23 Avril 2017 , Rédigé par Frédéric Delorca Publié dans #Grundlegung zur Metaphysik, #Béarn

Depuis 5 ans, mon article "Superstitions dans nos campagnes" sur la façon dont on "porte" les malades du zona en Béarn a été beaucoup lu. Dans la mesure où ma mère s'est fait porter peu de temps après ma naissance, et sa mère avant elle, j'ai voulu approfondir un peu le sujet. Je n'ai rien trouvé de très éclairant.

On peut lire dans Hygiène et traitement des maladies de la peau, par le Dr Ernest Monin  (1856- décédé en 1928 au 12 bd Raspail à Paris) - Éditions Société d'éditions scientifiques (Paris) 1901 p. 86

"Le zona était connu des anciens sous le nom de feu sacré ou de ceinturon sacré. Son nom de zona signifie, du reste, ceinture : car, dans sa forme classique, c'est une éruption de la région intercostale inférieure, apparaissant en demi-ceinture, c'est-à-dire unilatérale et le plus souvent du côté droit."

Dans  L'Écho du merveilleux du 1er août 1910 p. 282 sous la plume de Frédéric Boutet (1874, 1941) de L'Eclair expliquait :

"La guérison du zona est extrêmement singulière ; le guérisseur prend le malade sur son dos, fait neuf pas, s'arrète et dit : « Qu'est ce que je porte? » — « Le zona », répond le malade. « Je le pose ! » Il met le malade par terre,récite une incantation, reprend son fardeau, fait neuf autres pas et la cure est terminée."
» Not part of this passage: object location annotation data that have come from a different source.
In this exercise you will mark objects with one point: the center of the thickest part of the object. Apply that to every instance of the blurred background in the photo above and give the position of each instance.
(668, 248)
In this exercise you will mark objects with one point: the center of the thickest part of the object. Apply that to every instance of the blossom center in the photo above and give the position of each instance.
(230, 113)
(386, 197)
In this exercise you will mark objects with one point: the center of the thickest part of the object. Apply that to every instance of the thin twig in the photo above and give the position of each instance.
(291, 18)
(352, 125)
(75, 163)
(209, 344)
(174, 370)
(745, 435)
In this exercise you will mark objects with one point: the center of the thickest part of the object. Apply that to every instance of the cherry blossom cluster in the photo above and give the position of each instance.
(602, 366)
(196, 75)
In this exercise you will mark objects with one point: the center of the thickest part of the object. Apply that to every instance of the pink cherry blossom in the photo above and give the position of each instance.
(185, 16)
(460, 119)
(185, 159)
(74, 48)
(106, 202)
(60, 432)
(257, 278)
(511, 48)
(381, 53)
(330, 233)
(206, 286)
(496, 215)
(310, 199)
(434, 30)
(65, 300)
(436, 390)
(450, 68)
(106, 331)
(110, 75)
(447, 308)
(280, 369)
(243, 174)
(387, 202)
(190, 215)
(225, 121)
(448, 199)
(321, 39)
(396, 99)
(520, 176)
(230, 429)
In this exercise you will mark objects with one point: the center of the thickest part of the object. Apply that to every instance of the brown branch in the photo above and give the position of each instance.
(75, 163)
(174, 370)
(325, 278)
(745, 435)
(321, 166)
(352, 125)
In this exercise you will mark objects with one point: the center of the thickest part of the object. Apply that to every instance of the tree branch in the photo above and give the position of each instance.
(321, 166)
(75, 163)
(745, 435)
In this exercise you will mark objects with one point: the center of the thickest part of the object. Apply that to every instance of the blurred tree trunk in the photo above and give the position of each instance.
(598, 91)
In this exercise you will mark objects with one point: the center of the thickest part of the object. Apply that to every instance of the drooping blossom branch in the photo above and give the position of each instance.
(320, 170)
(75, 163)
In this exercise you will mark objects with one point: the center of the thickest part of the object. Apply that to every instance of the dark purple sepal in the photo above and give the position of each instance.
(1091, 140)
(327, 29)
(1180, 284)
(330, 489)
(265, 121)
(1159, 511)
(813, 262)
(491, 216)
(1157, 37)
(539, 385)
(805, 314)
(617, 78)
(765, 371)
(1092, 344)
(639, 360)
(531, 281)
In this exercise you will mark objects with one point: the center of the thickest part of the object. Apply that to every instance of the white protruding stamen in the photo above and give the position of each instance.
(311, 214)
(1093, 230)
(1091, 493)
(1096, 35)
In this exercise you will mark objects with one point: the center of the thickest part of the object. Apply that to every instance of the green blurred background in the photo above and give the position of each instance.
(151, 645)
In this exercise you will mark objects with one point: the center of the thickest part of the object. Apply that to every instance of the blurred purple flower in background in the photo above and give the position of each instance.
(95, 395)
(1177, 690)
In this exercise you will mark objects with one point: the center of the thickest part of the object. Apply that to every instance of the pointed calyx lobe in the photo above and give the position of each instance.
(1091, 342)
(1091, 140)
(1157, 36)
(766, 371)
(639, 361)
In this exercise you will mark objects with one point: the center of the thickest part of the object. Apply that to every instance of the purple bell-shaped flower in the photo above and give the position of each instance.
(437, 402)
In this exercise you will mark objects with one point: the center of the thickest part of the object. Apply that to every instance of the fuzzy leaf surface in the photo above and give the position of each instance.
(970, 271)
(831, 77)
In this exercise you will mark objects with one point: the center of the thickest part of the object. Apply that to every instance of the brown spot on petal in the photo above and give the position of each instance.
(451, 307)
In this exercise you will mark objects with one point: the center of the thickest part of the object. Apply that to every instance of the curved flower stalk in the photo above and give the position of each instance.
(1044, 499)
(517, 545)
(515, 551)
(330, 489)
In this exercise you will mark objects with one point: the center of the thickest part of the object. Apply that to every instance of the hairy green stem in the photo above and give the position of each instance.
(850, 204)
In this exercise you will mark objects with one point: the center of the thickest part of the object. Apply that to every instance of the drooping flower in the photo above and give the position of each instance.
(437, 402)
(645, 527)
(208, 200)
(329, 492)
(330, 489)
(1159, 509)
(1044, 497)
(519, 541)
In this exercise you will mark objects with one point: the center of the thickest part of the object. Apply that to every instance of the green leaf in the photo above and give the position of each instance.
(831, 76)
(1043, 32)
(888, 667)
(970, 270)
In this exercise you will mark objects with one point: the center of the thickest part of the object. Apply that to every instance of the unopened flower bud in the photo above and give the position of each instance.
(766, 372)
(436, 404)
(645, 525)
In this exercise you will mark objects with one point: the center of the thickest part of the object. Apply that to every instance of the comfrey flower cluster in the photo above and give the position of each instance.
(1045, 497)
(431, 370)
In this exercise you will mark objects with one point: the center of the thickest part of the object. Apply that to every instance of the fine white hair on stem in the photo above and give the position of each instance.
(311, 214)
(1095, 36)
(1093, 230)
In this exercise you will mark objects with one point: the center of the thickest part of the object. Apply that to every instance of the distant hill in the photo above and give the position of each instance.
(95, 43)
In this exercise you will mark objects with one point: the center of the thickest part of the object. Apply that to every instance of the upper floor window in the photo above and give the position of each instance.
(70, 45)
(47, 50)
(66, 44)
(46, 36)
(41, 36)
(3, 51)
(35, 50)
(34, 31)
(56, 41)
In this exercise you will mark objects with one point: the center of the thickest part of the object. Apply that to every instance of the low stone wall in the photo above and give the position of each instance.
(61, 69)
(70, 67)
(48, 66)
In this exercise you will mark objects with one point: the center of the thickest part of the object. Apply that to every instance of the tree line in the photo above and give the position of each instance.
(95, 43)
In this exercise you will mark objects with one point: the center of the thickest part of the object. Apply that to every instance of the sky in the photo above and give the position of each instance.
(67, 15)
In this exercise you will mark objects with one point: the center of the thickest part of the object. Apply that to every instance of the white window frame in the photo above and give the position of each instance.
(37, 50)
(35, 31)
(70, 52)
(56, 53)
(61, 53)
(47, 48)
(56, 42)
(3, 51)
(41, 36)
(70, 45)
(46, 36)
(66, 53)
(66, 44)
Le récit est assez proche de celui que j'ai livré à propos du Béarn à ceci près qu'il n'y a pas neuf bâtonnet, en revanche neuf revient surtout pour les pas (alors qu'il semble que dans les manuels d'occultisme le 9 sont plus lié aux thèmes de l'amour et de la fécondité sans doute à cause des 9 mois de la gestation).

Dans le journal satyrique Cyrano du 18 mars 1928, en p. 21, Frédéric Boutet reprenait son récit à l'identique.

Dans Aguiaine : revue de recherches ethnographiques de mai-juin 1999 p. 36 on apprend qu'une guérisseuse dans la Vienne avait pour formule pour le zona "zona, je te conjure en l'honneur de tous les Bons Saints" puis faisait dire trois Pater et trois Ave et tourner un doigt de la main droite autour de la plaie. On retrouve là les trois "je vous salue" dont je parlais en 2012, mais la notion de "portage" est absente.

Pour le zona il faut boire, selon une croyance wallonne, le sang d'un coq noir mêlé au lait d'une femme qui allaite son premier enfant dit la Revue de recherches ethnographiques, Le Subiet de juillet 1971 p. 158, plus rien à voir cette fois avec os rituels béarnais...

Dans "La pratique dermatologique : traité de dermatologie appliquée. Tome 4 / publié sous la direction de MM. Ernest Besnier, L. Brocq, L. Jacquet" on peut lire p. 902 que le zona était connu sous ce nom même des Romains (zona signifie ceinture en grec) que Pline l'Ancien et Scribonius Largus le décrivent précisément. Mais au 18e siècle on ne le distingue plus de l'érysipèle car on le connait moins bien. On l'a aussi nommé "Feu de Saint Antoine".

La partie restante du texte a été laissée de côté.